Power Flick? Unable to stop the array

trurl · July 29, 2022

2 minutes ago, mathomas3 said:

So you think both parity drives are hosed?

I don't think there is anything wrong with any disks, except perhaps for disk8 since it did log a critical media error. You can run an extended self-test on disk8, after you get other hardware problems resolved and before attempting to rebuild the disabled disks.

Your main problem seems to be controller related.

mathomas3 · July 29, 2022

Here is a complete Main page. I have 3 disks attached and unassigned, waiting to be added to the array should the need arise

mathomas3 · July 29, 2022

1 minute ago, trurl said:

I don't think there is anything wrong with any disks, except perhaps for disk8 since it did log a critical media error. You can run an extended self-test on disk8, after you get other hardware problems resolved and before attempting to rebuild the disabled disks.

Your main problem seems to be controller related.

Running the extended test now on disk 8

trurl · July 29, 2022

Let's tag @JorgeB for an opinion on these controller issues, the expert on these things.
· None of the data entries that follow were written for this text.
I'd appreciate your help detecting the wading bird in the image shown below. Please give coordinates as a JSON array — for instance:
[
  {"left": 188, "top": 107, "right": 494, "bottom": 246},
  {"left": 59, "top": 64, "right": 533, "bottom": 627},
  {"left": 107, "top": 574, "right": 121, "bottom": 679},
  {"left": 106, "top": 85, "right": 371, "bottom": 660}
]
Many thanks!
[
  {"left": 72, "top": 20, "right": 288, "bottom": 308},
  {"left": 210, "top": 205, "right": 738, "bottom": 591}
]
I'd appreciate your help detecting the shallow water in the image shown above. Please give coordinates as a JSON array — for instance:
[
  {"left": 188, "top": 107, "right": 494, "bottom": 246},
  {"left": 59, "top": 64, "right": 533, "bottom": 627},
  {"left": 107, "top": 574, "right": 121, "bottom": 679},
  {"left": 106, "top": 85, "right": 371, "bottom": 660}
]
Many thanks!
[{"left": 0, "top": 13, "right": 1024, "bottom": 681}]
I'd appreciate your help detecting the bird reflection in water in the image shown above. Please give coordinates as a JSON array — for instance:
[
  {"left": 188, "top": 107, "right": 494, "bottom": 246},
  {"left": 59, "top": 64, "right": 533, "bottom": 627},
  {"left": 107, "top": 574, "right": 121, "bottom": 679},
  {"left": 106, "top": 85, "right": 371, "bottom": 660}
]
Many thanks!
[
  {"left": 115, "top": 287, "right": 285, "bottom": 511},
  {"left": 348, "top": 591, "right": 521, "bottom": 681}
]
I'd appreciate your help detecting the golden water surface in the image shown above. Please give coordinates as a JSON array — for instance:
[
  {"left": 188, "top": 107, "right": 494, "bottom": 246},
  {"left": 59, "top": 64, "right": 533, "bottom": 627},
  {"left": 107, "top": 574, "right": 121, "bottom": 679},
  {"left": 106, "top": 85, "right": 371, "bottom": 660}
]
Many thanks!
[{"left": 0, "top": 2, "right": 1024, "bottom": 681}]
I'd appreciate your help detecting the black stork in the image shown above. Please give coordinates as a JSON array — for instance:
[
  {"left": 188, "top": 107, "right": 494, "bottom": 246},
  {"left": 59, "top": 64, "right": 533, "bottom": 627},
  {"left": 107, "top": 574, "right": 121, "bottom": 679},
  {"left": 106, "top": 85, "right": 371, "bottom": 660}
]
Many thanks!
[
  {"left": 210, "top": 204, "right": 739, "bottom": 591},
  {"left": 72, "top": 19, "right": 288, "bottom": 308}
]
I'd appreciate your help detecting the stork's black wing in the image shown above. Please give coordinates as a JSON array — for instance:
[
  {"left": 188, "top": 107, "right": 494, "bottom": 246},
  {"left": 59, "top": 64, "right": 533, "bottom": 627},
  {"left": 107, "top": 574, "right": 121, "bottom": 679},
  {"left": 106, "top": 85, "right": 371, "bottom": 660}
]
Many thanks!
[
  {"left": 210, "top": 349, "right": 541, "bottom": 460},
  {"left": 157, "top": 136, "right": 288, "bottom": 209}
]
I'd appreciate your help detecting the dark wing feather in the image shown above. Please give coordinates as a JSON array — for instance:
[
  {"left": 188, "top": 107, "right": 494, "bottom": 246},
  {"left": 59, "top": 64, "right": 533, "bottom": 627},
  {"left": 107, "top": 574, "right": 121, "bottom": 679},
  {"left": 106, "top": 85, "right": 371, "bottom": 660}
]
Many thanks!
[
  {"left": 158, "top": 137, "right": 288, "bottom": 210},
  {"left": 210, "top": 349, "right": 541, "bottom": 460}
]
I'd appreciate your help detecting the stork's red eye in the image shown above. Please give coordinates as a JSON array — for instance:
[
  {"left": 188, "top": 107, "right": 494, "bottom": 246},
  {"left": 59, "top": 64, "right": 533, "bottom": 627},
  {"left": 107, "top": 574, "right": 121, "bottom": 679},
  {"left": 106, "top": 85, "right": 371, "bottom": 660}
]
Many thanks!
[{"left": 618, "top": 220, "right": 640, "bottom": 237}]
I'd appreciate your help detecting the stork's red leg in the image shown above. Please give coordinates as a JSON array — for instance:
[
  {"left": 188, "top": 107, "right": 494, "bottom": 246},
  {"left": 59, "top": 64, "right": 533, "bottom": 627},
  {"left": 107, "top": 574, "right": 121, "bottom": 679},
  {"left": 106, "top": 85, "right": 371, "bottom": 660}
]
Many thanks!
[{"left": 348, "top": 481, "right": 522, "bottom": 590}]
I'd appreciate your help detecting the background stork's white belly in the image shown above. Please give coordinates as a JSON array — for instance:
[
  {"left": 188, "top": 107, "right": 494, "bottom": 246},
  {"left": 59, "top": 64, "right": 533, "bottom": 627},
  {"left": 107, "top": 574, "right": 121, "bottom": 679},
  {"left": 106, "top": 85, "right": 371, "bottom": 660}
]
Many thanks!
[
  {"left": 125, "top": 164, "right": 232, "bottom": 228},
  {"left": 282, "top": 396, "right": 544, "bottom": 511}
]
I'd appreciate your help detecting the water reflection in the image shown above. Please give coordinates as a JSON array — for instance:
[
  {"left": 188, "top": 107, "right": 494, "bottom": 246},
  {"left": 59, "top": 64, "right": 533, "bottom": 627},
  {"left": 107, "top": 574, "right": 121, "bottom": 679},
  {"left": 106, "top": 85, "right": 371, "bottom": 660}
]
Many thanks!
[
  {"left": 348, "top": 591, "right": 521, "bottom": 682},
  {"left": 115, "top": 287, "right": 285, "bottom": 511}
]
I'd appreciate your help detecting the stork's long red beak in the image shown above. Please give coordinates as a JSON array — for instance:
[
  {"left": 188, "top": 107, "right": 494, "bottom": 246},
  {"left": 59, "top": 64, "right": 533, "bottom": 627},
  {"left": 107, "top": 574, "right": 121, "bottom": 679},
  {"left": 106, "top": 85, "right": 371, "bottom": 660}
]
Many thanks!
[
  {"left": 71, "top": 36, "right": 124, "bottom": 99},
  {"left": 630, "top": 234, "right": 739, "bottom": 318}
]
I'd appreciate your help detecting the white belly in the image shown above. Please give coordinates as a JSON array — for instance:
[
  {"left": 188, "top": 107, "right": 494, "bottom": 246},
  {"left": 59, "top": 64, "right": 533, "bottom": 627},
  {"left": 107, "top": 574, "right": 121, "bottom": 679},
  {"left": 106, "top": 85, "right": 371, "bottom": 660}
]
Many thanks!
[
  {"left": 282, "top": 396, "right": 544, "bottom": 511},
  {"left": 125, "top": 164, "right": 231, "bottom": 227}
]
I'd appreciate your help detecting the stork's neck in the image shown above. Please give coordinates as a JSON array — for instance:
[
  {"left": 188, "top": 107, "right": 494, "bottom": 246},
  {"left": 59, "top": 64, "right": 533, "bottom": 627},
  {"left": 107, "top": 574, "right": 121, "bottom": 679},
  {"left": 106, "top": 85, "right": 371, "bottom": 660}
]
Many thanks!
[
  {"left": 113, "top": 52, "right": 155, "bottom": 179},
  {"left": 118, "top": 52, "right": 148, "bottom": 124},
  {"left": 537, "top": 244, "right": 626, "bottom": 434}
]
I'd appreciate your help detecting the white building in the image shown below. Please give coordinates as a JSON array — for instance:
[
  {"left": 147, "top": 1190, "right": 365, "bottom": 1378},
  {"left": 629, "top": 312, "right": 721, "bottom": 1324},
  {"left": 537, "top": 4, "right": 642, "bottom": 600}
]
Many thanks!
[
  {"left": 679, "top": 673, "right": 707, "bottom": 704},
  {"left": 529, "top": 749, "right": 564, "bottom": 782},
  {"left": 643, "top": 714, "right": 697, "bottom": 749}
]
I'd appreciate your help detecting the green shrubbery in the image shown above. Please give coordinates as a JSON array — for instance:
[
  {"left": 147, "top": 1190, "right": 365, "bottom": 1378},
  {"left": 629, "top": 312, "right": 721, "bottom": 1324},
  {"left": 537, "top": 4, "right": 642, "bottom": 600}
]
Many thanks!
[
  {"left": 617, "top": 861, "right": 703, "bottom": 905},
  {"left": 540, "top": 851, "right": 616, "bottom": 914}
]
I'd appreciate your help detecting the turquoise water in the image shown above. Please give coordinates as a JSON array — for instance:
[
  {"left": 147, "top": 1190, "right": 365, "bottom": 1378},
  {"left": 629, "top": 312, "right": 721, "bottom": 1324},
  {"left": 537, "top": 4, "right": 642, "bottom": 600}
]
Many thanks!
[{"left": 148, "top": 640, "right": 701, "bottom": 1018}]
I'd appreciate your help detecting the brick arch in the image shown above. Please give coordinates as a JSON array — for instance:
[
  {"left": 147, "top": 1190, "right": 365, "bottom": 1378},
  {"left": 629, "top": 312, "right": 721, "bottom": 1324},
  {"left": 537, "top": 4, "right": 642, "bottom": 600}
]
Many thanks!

May not be a good time in his time zone.

mathomas3 · July 29, 2022

5 minutes ago, trurl said:

Let's tag @JorgeB for an opinion on these controller issues, the expert on these things. May not be a good time in his time zone.

If needed I have a pair of Dell Compellent that I could try in the enclosure Disk Shelf

Here is the controller that I am using that should have been flashed into IT Mode LSI SAS9207-8e

trurl · July 29, 2022

4 minutes ago, mathomas3 said:

Here is the controller that I am using that should have been flashed into IT Mode LSI SAS9207-8e

That looks OK

06:00.0 Serial Attached SCSI controller [0107]: Broadcom / LSI SAS2308 PCI-Express Fusion-MPT SAS-2 [1000:0087] (rev 05)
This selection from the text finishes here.